Fruits of ‘Buttercup Burgess Strain’ and ‘Thunder F1’ that developed at 28dpp had lower fruit rot incidence (12.5% and 0.0%), smaller fruit size lesions (0.39 and 0.00 cm2), and lower incidence of water-soaked tissue in the pulp (13.0% and 13.0%) than fruits that developed at 21 dpp, indicating age-related resistance. The incidence of fruit rot and water-soaked tissue in the pulp for fruits of ‘Dickinson’ that developed at 28dpp were unexpected; might be an effect of mechanical injury to the skin of the fruit. Fruits of ‘Queensland Blue’ and ‘Kestane’ did not demonstrate age-related resistance and were as susceptible as the susceptible control ‘Golden Delicious’.

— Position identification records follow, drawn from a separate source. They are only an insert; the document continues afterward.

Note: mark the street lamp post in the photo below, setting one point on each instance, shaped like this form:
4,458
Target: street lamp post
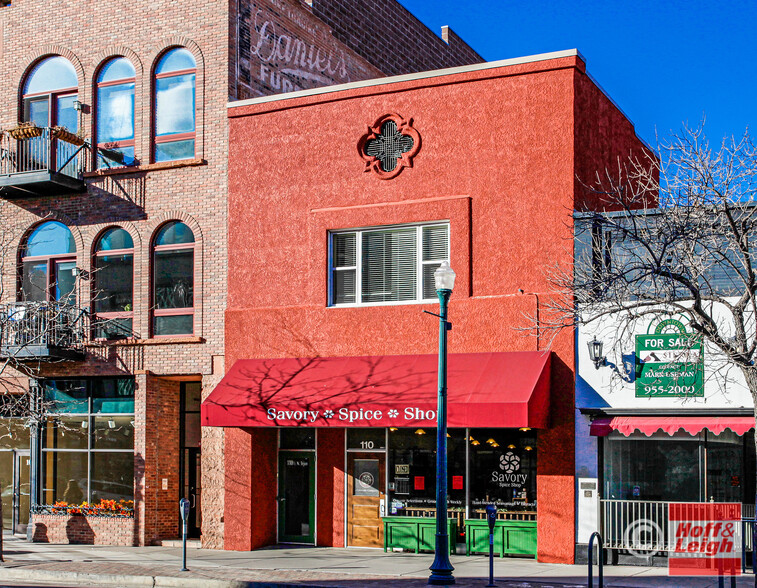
441,569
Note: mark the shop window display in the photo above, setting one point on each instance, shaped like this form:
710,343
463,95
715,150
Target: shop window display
412,471
681,467
88,440
503,469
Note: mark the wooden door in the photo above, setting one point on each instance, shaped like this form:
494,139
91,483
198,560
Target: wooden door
365,492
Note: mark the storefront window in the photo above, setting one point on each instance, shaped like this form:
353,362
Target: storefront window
725,463
412,471
503,469
634,467
88,440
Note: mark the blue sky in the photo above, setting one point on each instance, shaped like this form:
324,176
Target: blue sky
664,63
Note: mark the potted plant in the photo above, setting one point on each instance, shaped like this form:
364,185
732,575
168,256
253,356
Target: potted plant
25,130
63,134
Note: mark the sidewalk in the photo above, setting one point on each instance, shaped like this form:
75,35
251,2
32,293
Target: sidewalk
299,567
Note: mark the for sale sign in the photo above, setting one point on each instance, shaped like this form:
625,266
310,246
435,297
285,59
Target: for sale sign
669,362
705,539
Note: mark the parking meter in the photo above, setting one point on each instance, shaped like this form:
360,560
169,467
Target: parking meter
491,519
184,512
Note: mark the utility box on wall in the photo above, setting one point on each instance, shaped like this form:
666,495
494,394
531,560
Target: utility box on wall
587,498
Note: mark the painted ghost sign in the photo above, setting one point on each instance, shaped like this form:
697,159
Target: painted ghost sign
282,47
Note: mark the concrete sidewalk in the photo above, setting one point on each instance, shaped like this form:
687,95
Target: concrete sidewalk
309,567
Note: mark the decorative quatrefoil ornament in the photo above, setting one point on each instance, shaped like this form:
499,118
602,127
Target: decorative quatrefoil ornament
389,146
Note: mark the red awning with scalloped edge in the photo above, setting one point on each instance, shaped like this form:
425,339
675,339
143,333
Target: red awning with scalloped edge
670,425
484,390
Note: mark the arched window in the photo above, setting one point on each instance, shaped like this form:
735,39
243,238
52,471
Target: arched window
49,94
175,106
173,280
49,264
113,284
115,112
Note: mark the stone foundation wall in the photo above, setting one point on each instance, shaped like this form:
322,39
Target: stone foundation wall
85,530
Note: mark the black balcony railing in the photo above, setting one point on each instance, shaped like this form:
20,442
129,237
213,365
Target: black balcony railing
39,330
42,161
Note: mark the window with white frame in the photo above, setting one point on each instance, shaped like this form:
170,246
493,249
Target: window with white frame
386,264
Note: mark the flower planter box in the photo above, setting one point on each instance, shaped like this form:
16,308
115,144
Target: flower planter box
83,529
25,131
510,537
63,134
416,533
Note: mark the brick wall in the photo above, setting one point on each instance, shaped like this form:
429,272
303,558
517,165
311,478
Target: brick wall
81,529
139,200
280,46
391,38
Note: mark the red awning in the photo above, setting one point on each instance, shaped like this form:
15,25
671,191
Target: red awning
670,425
484,390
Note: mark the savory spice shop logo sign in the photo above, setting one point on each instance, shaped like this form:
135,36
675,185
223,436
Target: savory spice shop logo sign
669,362
352,415
508,477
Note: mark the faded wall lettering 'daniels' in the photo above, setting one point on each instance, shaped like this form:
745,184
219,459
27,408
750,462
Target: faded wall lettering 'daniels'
282,47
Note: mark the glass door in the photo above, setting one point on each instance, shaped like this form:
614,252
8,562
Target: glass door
64,282
194,492
66,116
21,492
7,487
296,497
35,152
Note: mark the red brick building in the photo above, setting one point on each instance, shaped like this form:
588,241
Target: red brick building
336,223
114,235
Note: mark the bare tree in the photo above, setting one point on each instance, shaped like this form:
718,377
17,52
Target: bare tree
675,235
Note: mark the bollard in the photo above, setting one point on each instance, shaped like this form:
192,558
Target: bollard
600,560
754,550
184,512
491,518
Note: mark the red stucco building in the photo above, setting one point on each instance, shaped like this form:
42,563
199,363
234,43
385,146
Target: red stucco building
342,202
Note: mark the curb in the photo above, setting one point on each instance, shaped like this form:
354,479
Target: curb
20,574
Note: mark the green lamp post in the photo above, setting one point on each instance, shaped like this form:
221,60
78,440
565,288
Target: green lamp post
441,569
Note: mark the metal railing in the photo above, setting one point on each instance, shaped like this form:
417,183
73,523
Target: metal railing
50,324
642,525
49,151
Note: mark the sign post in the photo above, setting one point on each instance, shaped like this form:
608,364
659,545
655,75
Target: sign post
184,512
491,519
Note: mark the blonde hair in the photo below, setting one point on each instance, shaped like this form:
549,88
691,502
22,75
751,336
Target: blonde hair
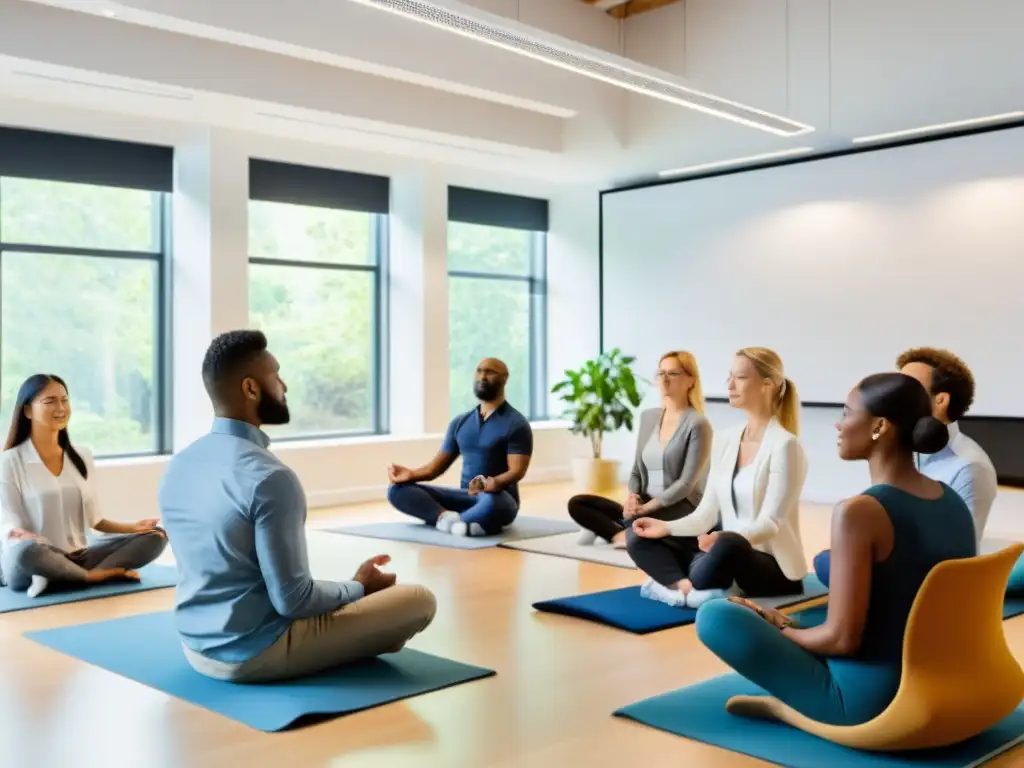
689,364
785,403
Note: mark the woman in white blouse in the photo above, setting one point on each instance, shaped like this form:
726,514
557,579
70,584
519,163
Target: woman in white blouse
756,478
48,501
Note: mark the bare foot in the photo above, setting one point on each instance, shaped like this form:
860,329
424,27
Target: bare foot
99,576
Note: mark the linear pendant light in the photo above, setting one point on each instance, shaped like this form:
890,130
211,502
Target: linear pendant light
735,161
970,122
582,59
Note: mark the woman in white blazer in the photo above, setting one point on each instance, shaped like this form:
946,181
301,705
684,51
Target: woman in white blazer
754,485
48,502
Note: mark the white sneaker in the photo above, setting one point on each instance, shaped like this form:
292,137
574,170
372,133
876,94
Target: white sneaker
587,539
445,520
38,586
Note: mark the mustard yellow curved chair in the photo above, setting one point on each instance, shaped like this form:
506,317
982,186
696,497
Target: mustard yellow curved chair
958,675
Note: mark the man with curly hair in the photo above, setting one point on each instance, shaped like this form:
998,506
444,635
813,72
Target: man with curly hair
963,464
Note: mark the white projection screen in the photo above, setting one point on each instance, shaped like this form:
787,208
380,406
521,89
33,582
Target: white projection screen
839,264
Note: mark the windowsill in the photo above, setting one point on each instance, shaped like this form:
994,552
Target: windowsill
547,425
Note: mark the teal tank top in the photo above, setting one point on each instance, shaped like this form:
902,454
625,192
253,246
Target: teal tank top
926,532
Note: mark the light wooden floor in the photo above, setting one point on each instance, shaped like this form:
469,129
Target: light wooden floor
550,705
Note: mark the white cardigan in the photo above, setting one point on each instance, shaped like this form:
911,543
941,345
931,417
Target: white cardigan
779,471
31,497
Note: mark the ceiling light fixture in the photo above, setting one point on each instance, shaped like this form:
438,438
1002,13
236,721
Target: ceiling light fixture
939,127
582,59
736,161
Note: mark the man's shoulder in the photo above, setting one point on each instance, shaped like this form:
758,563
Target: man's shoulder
514,417
971,453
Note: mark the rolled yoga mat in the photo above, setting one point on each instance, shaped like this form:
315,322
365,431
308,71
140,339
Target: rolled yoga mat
697,713
626,609
154,578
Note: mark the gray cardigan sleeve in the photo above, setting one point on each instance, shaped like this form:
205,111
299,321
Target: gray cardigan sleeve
695,457
635,484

Table: Incidence of fruit rot, area of fruit lesion, and percent incidence of water soaked lesions
Improved Dickinson (Cucurbita moschata Duchesne) breeding lines and their impact on processing quality: Chris Smart, Libby Indermaur, Colin Day, Taylere Herrmann with Michael Mazourek and Gregor Inzinna
To expand on preliminary work from 2022, a protocol was developed in consultation with Olga Padilla-Zakour (Cornell University, Department of Food Science) and the Cornell Food Venture Center Pilot Plant in Geneva, NY to process fruit at an industrial scale. Accessions, including two C. moschata breeding lines, plus both parents, ‘Dickinson’ and ‘Bugle’, were grown in a research field in Geneva, NY. Representative images of fruit from each accession are shown in Figure 6. For processing, fruit were washed, seeds were removed, and fruit flesh with skin from 20 kg of representative squash were steam cooked for 20 minutes (‘Dickinson’, TR2-03, and TR2-06) or 40 minutes (‘Bugle’) in 100% humidity at 210˚F in three replications. Cooked squash was processed, also in triplicate, in a Bertocchi CX extractor at 1950 rpm. Squash purée was cooked in a kettle to 180˚F and subsequently filled in ten 14oz, 300×407 2pc tinplate cans with lacquered bodies and ends per replication. Cans were sealed with an atmospheric closing machine and products were pasteurized in an industrial retort with a chamber temperature of 250˚F for 62 minutes. Cans were stored at room temperature (approximately 68˚F) for one month for later analysis.
For each accession, three cans from each processing run (nine cans total) were evaluated for ˚Brix, color, consistency, moisture content, and pH. Purée from a single brand of commercially available canned pumpkin (Libby’s) was used as a comparison. Color was assessed with an UltraScan VIS Spectrophotometer by measuring the CIE color space values of L*, a*, and b*.
Consistency was measured with a Bostwick consistometer at both 30 seconds and 1 minute, and is reported as distance flowed in cm. Moisture content (%) was measured with a MX-50 Moisture Analyzer. Representative images of opened cans are shown in Figure 7.